Not just the JVM, lot of libraries build thread pools based on number of processors and some of them even hard code the multipliers (X the number of processors etc).
Setting up each one becomes a lot of work fast, so we wrote a LD_PRELOAD[1] hook that overrides sysconf[1] _NC_PROCESSORS* call to
get number of processors availabale/online to a certain specified value and is baked in the docker image by default during builds.
Can we expect that kind of horror to fade away as Java evolves?
In the .Net world there's the ThreadPool class to manage the single process-wide thread-pool, and the Task class to enqueue and orchestrate concurrent jobs (it uses ThreadPool and almost completely abstracts away the thread management).
(You could write your own thread-pool, of course, but for most code that wouldn't make sense.)
As I understand it, the JVM is rather behind in this department. (Not to mention async/await.)
> In the .Net world there's the ThreadPool class to manage the single process-wide thread-pool, and the Task class to enqueue and orchestrate concurrent jobs (it uses ThreadPool and almost completely abstracts away the thread management).
> (You could write your own thread-pool, of course, but for most code that wouldn't make sense.)
Java has these concepts too (ExecutorService since at least Java 5, circa 2004). The problem is not with the JDK libraries, it's been in the JVM's assumption that it's running on bare metal or a VM.
Linux containers leak information about the "true" environment in a way that upset JVM assumptions before 9 and 10.
.NET has the same problem: Each process would create one thread pool thread per CPU core, and you could end up with excessive context switching.
Java possibly makes it a bit easier to work around, really, in that Java forces you to initialize your thread pool, so it wouldn't feel quite so weird to add a "# of threads in thread pool" setting to an app config file for something. I'm guessing that's not the Docker way of doing it, though.
IMO these are a great improvement but one still needs to be aware of the underlying container limits. E.g., understanding why setting MaxRAMFraction=1 might not be a good idea as the container might get killed...

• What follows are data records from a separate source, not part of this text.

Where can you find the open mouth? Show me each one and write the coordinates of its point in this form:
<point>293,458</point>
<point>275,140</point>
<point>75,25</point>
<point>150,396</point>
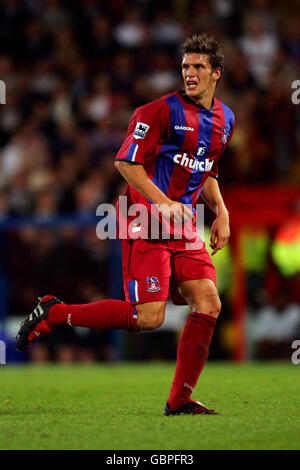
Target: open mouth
<point>191,84</point>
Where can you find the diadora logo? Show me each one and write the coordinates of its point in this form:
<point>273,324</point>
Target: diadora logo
<point>152,284</point>
<point>192,163</point>
<point>183,128</point>
<point>201,151</point>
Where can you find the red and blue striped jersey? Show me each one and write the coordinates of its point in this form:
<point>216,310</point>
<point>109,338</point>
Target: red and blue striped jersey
<point>179,143</point>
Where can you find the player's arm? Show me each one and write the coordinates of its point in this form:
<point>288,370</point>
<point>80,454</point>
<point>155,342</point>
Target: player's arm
<point>220,231</point>
<point>136,176</point>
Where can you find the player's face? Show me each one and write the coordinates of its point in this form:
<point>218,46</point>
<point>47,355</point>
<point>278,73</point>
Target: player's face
<point>198,76</point>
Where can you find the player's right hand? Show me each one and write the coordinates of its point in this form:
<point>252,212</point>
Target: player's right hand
<point>175,211</point>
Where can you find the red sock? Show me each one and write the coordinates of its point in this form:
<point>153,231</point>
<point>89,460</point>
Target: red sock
<point>104,315</point>
<point>192,353</point>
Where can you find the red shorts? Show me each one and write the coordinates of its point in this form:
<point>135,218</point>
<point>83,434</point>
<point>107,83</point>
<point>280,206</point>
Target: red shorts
<point>153,269</point>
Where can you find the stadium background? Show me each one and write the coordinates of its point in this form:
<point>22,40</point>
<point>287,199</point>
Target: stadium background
<point>74,73</point>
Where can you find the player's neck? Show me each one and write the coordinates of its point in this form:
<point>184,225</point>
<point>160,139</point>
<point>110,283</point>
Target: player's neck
<point>205,100</point>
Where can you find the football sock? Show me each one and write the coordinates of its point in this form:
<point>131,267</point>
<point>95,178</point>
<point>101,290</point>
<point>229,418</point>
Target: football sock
<point>104,314</point>
<point>192,353</point>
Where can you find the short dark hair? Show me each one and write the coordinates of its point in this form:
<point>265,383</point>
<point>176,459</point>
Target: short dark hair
<point>204,44</point>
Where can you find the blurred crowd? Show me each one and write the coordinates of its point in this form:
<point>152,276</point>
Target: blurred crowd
<point>75,70</point>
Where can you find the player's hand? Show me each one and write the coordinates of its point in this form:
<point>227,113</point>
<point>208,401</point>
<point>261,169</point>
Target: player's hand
<point>176,211</point>
<point>220,233</point>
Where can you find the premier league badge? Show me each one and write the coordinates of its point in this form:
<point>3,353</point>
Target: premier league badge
<point>140,130</point>
<point>224,134</point>
<point>152,284</point>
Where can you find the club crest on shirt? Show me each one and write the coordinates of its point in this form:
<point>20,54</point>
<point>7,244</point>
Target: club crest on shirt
<point>140,130</point>
<point>152,284</point>
<point>225,134</point>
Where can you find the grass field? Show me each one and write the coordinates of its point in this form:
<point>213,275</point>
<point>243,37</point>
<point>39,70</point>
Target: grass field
<point>120,407</point>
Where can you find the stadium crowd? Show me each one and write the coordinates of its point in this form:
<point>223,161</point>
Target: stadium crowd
<point>74,73</point>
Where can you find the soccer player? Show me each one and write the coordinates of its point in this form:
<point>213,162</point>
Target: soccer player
<point>170,155</point>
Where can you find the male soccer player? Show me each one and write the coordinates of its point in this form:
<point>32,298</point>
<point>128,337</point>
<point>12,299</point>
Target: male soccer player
<point>170,155</point>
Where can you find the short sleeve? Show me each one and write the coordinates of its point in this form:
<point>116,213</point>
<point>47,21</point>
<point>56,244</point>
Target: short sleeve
<point>214,172</point>
<point>148,126</point>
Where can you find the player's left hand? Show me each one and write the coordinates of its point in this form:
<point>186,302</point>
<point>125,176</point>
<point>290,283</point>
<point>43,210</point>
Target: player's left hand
<point>220,233</point>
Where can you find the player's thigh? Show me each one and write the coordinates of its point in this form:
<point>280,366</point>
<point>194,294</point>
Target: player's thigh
<point>151,315</point>
<point>201,295</point>
<point>146,271</point>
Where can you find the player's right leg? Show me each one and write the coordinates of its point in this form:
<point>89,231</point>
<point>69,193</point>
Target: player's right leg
<point>104,314</point>
<point>144,308</point>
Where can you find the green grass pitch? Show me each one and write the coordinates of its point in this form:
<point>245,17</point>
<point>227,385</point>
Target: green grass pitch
<point>119,407</point>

This. I've seen container builds for Java applications broken in the described ways fail in production over and over again. Just because Docker makes building an image very easy doesn't mean that you will end up with a production ready image using three lines of code in a Dockerfile. Most of the time people don't even bother to use a non-root user to execute the jvm in their container...

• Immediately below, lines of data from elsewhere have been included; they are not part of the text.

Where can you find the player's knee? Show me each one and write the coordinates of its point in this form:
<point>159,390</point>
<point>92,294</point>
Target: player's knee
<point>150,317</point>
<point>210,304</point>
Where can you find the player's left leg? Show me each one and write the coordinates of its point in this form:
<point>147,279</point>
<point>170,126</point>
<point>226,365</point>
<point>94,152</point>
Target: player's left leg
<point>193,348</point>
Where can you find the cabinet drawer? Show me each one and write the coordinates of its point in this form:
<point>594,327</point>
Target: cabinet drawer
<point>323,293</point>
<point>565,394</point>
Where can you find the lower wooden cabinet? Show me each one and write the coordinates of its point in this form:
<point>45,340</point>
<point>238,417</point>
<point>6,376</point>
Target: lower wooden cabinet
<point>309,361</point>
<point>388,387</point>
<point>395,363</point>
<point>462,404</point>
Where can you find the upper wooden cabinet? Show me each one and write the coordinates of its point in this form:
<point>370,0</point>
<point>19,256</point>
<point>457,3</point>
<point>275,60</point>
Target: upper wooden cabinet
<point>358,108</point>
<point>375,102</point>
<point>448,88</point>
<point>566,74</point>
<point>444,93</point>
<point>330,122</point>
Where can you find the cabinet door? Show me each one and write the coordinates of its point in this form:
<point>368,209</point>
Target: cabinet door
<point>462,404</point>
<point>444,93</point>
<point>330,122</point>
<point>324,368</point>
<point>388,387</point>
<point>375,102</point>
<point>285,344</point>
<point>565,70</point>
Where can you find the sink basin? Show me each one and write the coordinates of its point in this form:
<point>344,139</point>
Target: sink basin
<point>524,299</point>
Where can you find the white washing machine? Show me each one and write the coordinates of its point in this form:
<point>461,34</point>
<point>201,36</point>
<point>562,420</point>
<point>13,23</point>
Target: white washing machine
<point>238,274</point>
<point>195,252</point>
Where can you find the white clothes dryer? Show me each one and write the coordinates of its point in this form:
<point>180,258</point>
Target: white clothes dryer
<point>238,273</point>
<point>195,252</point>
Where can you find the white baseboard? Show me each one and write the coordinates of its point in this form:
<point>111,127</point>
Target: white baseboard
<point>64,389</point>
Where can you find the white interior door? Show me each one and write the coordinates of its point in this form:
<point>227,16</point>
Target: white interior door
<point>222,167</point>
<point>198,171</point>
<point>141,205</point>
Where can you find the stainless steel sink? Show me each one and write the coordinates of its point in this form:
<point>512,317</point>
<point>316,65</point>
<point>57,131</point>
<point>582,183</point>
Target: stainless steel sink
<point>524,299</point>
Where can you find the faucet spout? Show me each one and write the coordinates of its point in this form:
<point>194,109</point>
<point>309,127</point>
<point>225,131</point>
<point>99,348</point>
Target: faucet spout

That's why I feel platforms like Cloud Foundry are a much better fit for teams that don't have tons of container experience but want to get the benefits of a containerized runtime. The CF java buildpack[1] for example automatically handles OOM and heap settings calculation while building your application container.
disclaimer: co-founder at meshcloud, we offer a public cloud service for Cloud Foundry and K8s hosted in german datacenters.
I wrote up my experience[0] on containerizing JVM based applications a bit ago using the cloud foundry java buildpack’s memory calculator. Fortunately the JVM now has a way to respect cgroup memory[1] making it a bit simpler.
In particular, the Java buildpack uses a component developed entirely to calculate JVM settings.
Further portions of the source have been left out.